Legal expert: why the CPS must pursue cases, even if a victim withdraws their complaint
Pursuing criminal charges in cases of alleged domestic abuse without the support of the complainant is essential. But since the sad death of the presenter Caroline Flack, the Crown Prosecution Service has come under attack.
Her management team, friends and the media have challenged the authorities for bringing charges against Flack for common assault because her partner (the complainant) did not wish to support the case. It is important to state that the allegations against Flack – which she denied – were never tested in court. But the case raises important questions about prosecutions which involve domestic abuse and the need for prosecutions to go ahead without the support of the complainant.
Research into the criminal justice system and domestic abuse from 2005 identified that police did not treat domestic incidents seriously and prosecutions were frequently dropped when the victim did not wish to provide oral evidence in court. It remains an issue, with 51% of domestic abuse prosecutions ending unsuccessfully between 2017 and 2018 in England and Wales, because the victim did not attend court or did not support the prosecution.
Significant developments have taken place seeking to improve the criminal justice system’s response. Much of these efforts have been designed to raise the confidence of victims in the criminal justice system. Specialist domestic violence courts provide a dedicated courtroom where the personnel are trained in domestic abuse and independent domestic violence advocates are present to support the victim by acting as an intermediary between them and agencies like the police and the CPS.

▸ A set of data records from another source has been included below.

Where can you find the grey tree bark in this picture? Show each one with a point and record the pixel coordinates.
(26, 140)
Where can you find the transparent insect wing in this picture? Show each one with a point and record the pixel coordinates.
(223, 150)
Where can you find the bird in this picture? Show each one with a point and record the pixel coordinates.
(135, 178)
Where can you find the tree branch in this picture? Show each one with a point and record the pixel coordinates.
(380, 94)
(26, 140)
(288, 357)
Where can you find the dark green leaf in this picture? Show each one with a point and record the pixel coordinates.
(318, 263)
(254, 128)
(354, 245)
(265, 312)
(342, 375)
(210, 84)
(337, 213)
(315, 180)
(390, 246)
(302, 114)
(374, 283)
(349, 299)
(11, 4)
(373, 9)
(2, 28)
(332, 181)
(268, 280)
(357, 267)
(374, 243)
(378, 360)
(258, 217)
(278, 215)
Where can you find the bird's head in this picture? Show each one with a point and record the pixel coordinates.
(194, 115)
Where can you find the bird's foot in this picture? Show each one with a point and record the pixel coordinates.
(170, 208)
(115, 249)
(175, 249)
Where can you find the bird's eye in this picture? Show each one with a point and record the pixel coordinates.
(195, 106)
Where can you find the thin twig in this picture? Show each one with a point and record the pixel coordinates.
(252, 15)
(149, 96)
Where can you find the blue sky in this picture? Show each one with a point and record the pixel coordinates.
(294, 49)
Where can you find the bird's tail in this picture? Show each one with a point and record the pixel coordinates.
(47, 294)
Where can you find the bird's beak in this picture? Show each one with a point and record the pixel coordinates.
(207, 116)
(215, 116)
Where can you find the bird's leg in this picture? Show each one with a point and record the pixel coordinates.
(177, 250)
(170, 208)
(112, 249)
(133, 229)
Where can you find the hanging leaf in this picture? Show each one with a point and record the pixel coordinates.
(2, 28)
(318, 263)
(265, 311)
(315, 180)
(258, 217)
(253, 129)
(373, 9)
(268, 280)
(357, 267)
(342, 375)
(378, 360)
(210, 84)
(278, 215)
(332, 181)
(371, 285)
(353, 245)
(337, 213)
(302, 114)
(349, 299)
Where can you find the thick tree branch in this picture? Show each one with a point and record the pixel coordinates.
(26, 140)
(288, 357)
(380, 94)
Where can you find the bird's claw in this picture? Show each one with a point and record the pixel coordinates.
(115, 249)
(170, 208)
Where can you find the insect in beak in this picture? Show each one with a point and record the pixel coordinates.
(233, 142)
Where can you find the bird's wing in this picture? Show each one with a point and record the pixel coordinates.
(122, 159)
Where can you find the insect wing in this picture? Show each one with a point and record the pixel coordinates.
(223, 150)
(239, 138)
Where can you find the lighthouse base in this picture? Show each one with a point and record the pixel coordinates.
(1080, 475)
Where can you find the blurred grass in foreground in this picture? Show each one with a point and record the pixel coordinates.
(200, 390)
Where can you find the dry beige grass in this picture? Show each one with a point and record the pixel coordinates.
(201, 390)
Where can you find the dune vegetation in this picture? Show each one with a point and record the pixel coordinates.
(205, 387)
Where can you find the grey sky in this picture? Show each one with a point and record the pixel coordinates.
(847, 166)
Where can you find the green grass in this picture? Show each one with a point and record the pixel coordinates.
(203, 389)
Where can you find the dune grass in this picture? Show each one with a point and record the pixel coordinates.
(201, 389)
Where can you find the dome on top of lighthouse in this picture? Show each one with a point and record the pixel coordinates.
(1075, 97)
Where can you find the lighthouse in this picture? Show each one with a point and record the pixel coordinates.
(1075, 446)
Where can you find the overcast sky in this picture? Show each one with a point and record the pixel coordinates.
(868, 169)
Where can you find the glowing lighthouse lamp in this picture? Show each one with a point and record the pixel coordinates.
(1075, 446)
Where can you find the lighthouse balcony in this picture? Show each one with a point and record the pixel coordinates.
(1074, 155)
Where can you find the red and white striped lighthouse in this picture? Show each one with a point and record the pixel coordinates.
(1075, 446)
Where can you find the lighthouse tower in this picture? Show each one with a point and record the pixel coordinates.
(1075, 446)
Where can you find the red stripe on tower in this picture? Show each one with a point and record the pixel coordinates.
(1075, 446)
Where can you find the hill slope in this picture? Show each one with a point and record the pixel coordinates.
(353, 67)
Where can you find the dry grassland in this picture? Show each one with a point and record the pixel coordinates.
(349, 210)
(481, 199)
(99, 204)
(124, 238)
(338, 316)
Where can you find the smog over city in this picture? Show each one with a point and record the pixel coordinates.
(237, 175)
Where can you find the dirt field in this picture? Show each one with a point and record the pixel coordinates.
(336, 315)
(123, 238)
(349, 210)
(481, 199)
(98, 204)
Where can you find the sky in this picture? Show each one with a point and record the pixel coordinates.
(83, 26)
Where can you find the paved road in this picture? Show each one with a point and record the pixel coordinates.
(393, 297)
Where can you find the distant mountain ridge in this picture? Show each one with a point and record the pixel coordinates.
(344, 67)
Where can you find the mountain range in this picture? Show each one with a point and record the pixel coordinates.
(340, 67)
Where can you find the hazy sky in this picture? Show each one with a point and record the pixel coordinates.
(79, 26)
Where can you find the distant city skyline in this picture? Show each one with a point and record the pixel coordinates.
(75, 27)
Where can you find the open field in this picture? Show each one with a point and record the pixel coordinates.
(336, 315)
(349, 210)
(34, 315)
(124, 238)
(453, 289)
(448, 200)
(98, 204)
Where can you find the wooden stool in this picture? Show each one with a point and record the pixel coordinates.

But despite improvements to some of the court rooms, in many cases victims remain unwilling to participate in the trial itself and there are many reasons for this. One key aspect can be the behaviour of the defendant towards the victim prior to the trial. In my own research, conducted with Charlotte Bishop from the University of Exeter, I have drawn upon the body of literature that highlights these issues.
Some researchers have argued against pursuing criminal charges where the victim does not wish to participate. For example, one 2003 study argued that the victim is best placed to determine their own safety and a prosecution can do more harm than good. But abuse is traumatic and one after effect can be the heightened perception of the perpetrator being more powerful than they are. So a successful prosecution could challenge this perception and mean that the threats and promises made by the perpetrator to the victim – in return for their withdrawal from the trial process – are weakened.
The European Court of Human Rights has also impressed upon states the need to criminalise domestic abuse, even where the victim withdraws a complaint, in order to provide sufficient protection against such crimes. There is a difference between compelling a person to testify and continuing the trial process regardless of the victim’s participation. The goal of criminalisation is to reduce abusive behaviour and to demonstrate that society does not tolerate abuse.
This is the reason for “victimless” or evidence-based prosecutions and, should the CPS move away from them, many victims of domestic abuse will be unprotected by the criminal justice system. Such prosecutions are not rare and can be brought when the prosecution has sufficient evidence from other sources to satisfy the Code for Crown Prosecutors which governs their decisions. This allows the prosecutor to consider a wide number of factors including the circumstances in which the harm occurred, the seriousness of the harm, the victim’s perspective and the public interest in the case.
No one factor outweighs any other. But the importance of taking domestic abuse seriously is a significant one. In this sense, gender is important and cannot be overlooked. While domestic abuse does disproportionately affect women as victims, it also happens to men.
Where the code is satisfied, prosecutions should be brought, unless evidence is provided that the defendant’s vulnerability is such that it would no longer be in the public interest.
In another study we looked at the challenges of running victimless prosecutions. We found that rules of evidence involving hearsay and special measures – for example the use of video evidence, screens or live links so the complainant need not face their abuser – can successfully be adopted to secure prosecutions. These rules provide a means of securing some justice to a complainant and a statement that society will not ignore domestic abuse.
Justice is blind
But these are not simple issues. Prosecutors need to liaise with domestic abuse agencies when preparing their cases, as some victims may not be ready to address the abuse they face and find that decisions to prosecute further undermine their autonomy.
Since the enactment of the Serious Crime Act 2015, there has been greater discussion and new language available to the public, the police and victims to explain the behaviour used by abusers to subjugate victims to their will. This is why it is vital that prosecutions sometimes go ahead without their support.
Prosecutors are now much more aware of the forms that domestic abuse can take – and it is important that the criminal justice system responds robustly. The Caroline Flack case has shone a light on this section of the law. It could help raise awareness, but it also has the potential to be dangerous. Victims need to know they will be supported and perpetrators need to know that justice is blind.